Tek-Tips is the largest IT community on the Internet today!

Members share and learn making Tek-Tips Forums the best source of peer-reviewed technical information on the Internet!

  • Congratulations gkittelson on being selected by the Tek-Tips community for having the most helpful posts in the forums last week. Way to Go!

Integer or Character as Primary Keys

Status
Not open for further replies.

stanlyn

Programmer
Sep 3, 2003
945
US
Hi,

In my previous thread on comboboxes several contributors starting talking about the behavoir of comboboxes in relation to the data types, (char vs int). This has raised several question for me and would like your feedback...

My previous apps never really had a primary key designated as such, instead I used a field like "acct_id" that held user data and served as a primary key. I'm thinking about having a field designated just for the primary key named something like "key_primary" or "key_parent" and have another field serving as a foreign key named "key_foreign" or "key_child". This naming eliminates any confusion on what the key represents, parent or child. This way children never gets orphaned, no matter what the real world values are or gets changed to. Previously, if I changed the value of "acct_id", I'd first have to change the children's key and then change the parent. That need to update the child records would be eliminated if I used dedicated primary and foreign key fields.

Now, integers or characters is the question? I like integers because they are unique and easily human readable/useable. I like guids because they are guaranteed unique without consulting other resources. I hate guids because I cannot remember them and they are only copy/pasteable... Forget about writing them down...

And, is it better for us to generate the primary id at the client with guid() or at the server with antoinc?

So what are the pros and cons for each, whether we use vfp or sql from a vfper's perspective?

Like to hear your thoughts,
Stanley

 
>Is there a udf that could generate a unique number much the same was as guids are generated? Place it in the "default value" field.
Have you read all I wrote here? I have already mentioned faq184-7743. It shows how to populate ID fields with a separate singel autoinc in a single system table for id generation.

Bye, Olaf.
 
Besides your fears about pack and dropping autoinc are wrong. PACK doesn't renumber autoinc fields, they stay with their value. And I don't remember ever having recommended dropping columns, just modifying them temporarily to normal integers, which retains their value, then put back the auoinc feature and setting the next value correctly.

Anyway you have found a problem of autoinc fields. Appending data. Like in a single Insert sql statement you can't specify a value for the pk. Merging data is complex, but it's a complex topic anyway, also in case of guids. You have to match records to be updated and only append new data. It's a separate topic, purely appending is normally not a solution anyway.

Bye, Olaf.
 
>> Why would you name foreign key fields customer_pk or carrier_pk?
It tells me where they connect. If I had these 2 fields in the orders table, it would be clear that these 2 fields contains tablename_pk value (customer_pk in this case) used to create the relation. Notice the above mentioned customer table only has a primary key and regular fields. The value in the primary key is also stored in the orders table in its own field named customer_pk. This tells me this field corresponds with the customer's pk field. And if there is another relation to another table (such as carrier) then it would have its own field named carrier_pk and that allows me to visualize what its there for and where it gets its data. Th relations would be created between customer.pk_id and orders.customer_pk and carrier.pk_id and orders.carrier_pk.

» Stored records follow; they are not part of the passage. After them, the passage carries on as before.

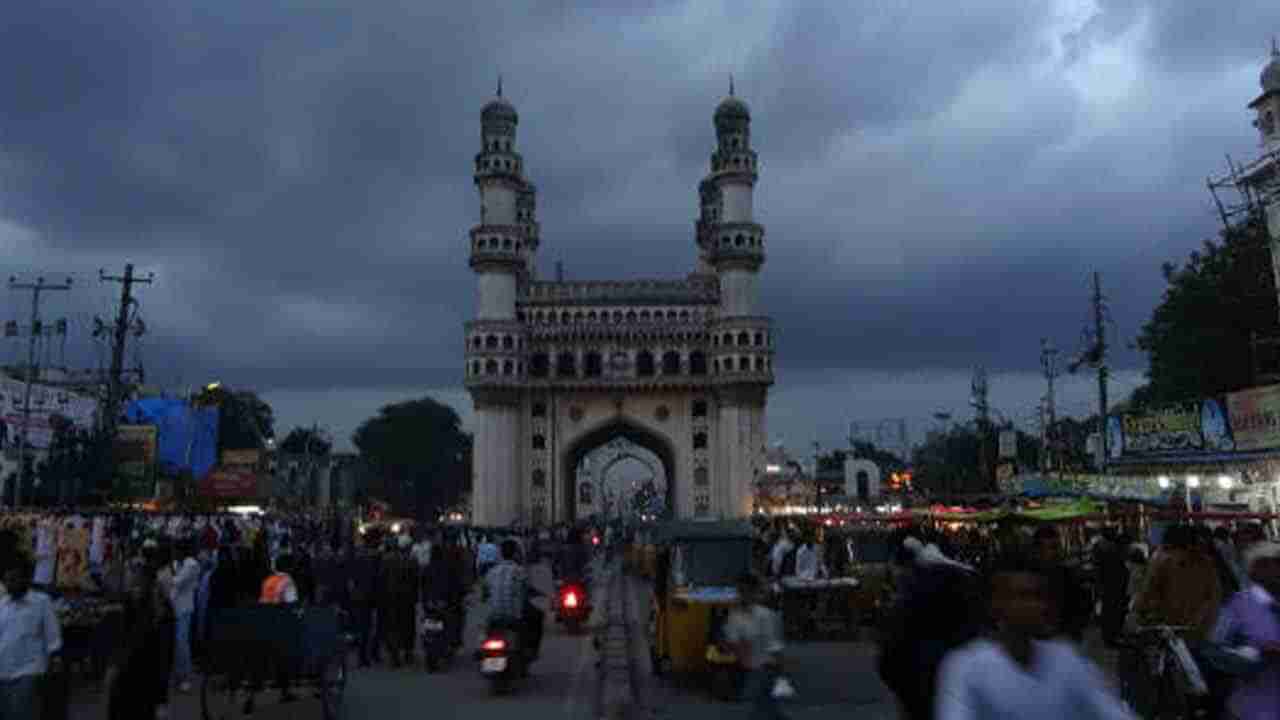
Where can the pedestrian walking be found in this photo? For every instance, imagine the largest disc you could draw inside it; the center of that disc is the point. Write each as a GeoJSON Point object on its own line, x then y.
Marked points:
{"type": "Point", "coordinates": [30, 636]}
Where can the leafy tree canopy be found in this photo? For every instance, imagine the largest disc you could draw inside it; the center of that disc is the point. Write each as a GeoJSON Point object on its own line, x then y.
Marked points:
{"type": "Point", "coordinates": [302, 441]}
{"type": "Point", "coordinates": [947, 461]}
{"type": "Point", "coordinates": [1198, 338]}
{"type": "Point", "coordinates": [419, 454]}
{"type": "Point", "coordinates": [245, 419]}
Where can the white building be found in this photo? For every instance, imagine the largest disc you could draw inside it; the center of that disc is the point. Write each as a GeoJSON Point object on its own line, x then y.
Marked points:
{"type": "Point", "coordinates": [680, 367]}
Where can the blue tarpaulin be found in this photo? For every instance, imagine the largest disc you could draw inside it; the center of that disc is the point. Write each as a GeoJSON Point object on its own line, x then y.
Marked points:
{"type": "Point", "coordinates": [186, 436]}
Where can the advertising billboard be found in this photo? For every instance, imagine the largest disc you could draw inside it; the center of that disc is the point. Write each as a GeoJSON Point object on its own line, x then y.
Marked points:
{"type": "Point", "coordinates": [1255, 415]}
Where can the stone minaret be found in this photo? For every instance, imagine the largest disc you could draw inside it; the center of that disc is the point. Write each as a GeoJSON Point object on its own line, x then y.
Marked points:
{"type": "Point", "coordinates": [502, 254]}
{"type": "Point", "coordinates": [731, 244]}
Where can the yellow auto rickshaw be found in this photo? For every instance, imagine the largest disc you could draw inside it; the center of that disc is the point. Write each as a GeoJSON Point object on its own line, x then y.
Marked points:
{"type": "Point", "coordinates": [698, 565]}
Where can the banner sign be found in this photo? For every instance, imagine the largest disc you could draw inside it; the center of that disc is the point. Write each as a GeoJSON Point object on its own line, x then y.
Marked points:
{"type": "Point", "coordinates": [229, 482]}
{"type": "Point", "coordinates": [1256, 418]}
{"type": "Point", "coordinates": [45, 402]}
{"type": "Point", "coordinates": [1008, 445]}
{"type": "Point", "coordinates": [241, 458]}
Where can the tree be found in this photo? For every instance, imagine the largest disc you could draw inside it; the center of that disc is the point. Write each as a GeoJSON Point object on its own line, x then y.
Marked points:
{"type": "Point", "coordinates": [947, 463]}
{"type": "Point", "coordinates": [417, 452]}
{"type": "Point", "coordinates": [245, 420]}
{"type": "Point", "coordinates": [306, 441]}
{"type": "Point", "coordinates": [1198, 338]}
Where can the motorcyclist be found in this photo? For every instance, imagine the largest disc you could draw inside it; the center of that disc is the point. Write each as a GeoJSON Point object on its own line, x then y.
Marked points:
{"type": "Point", "coordinates": [510, 597]}
{"type": "Point", "coordinates": [575, 560]}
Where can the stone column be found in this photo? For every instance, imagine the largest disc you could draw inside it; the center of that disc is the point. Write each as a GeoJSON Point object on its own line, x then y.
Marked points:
{"type": "Point", "coordinates": [497, 483]}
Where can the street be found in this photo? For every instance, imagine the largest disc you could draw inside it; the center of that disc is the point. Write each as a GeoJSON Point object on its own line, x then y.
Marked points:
{"type": "Point", "coordinates": [832, 679]}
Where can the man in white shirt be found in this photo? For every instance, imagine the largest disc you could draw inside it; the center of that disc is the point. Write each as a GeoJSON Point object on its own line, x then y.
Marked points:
{"type": "Point", "coordinates": [186, 582]}
{"type": "Point", "coordinates": [778, 555]}
{"type": "Point", "coordinates": [754, 633]}
{"type": "Point", "coordinates": [1013, 675]}
{"type": "Point", "coordinates": [30, 636]}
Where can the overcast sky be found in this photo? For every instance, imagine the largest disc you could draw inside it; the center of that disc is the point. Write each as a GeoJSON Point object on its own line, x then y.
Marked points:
{"type": "Point", "coordinates": [938, 180]}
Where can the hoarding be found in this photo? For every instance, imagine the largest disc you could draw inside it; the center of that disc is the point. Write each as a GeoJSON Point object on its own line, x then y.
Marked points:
{"type": "Point", "coordinates": [1255, 418]}
{"type": "Point", "coordinates": [229, 483]}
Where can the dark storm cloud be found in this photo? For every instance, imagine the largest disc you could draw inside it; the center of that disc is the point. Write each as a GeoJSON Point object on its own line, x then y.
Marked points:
{"type": "Point", "coordinates": [298, 173]}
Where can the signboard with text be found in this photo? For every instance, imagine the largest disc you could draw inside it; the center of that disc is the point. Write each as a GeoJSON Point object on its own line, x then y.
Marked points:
{"type": "Point", "coordinates": [1255, 418]}
{"type": "Point", "coordinates": [229, 482]}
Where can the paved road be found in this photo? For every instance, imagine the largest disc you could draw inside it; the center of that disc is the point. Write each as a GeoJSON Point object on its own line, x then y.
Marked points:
{"type": "Point", "coordinates": [562, 686]}
{"type": "Point", "coordinates": [833, 680]}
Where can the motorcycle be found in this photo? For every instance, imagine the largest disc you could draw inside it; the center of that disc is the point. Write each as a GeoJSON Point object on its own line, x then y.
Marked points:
{"type": "Point", "coordinates": [437, 645]}
{"type": "Point", "coordinates": [572, 606]}
{"type": "Point", "coordinates": [503, 655]}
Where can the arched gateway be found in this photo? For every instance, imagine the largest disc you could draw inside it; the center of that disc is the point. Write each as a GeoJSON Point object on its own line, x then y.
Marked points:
{"type": "Point", "coordinates": [680, 368]}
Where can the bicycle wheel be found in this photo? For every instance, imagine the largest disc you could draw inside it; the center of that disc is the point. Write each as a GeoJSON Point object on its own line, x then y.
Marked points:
{"type": "Point", "coordinates": [333, 688]}
{"type": "Point", "coordinates": [222, 698]}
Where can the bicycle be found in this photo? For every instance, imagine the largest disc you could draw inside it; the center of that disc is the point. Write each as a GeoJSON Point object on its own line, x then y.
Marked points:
{"type": "Point", "coordinates": [1159, 677]}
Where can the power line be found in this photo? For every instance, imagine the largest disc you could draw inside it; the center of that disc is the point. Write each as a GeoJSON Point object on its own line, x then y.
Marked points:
{"type": "Point", "coordinates": [36, 288]}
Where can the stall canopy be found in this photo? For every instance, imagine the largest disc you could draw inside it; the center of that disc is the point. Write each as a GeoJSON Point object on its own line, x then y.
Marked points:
{"type": "Point", "coordinates": [187, 437]}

If you don't agree, then how would you name the foreign key fields in th eorders table? And maybe I can see where you are coming from.

I'm still studying your post...

Thanks,
Stanley
 
Hi Mike,

I was just thinking: doesn't VFP store numbers as strings anyway? not as 'true' numeric? i.e. the
representation of an integer for an ID key is very likely to be a 10 or 14 (or larger) character
block, rather than a binary numeric (in a VFP table not a xxSQL database).




Regards

Griff
Keep [Smile]ing

There are 10 kinds of people in the world, those who understand binary and those who don't.

I'm trying to cut down on the use of shrieks (exclamation marks), I'm told they are not good for you.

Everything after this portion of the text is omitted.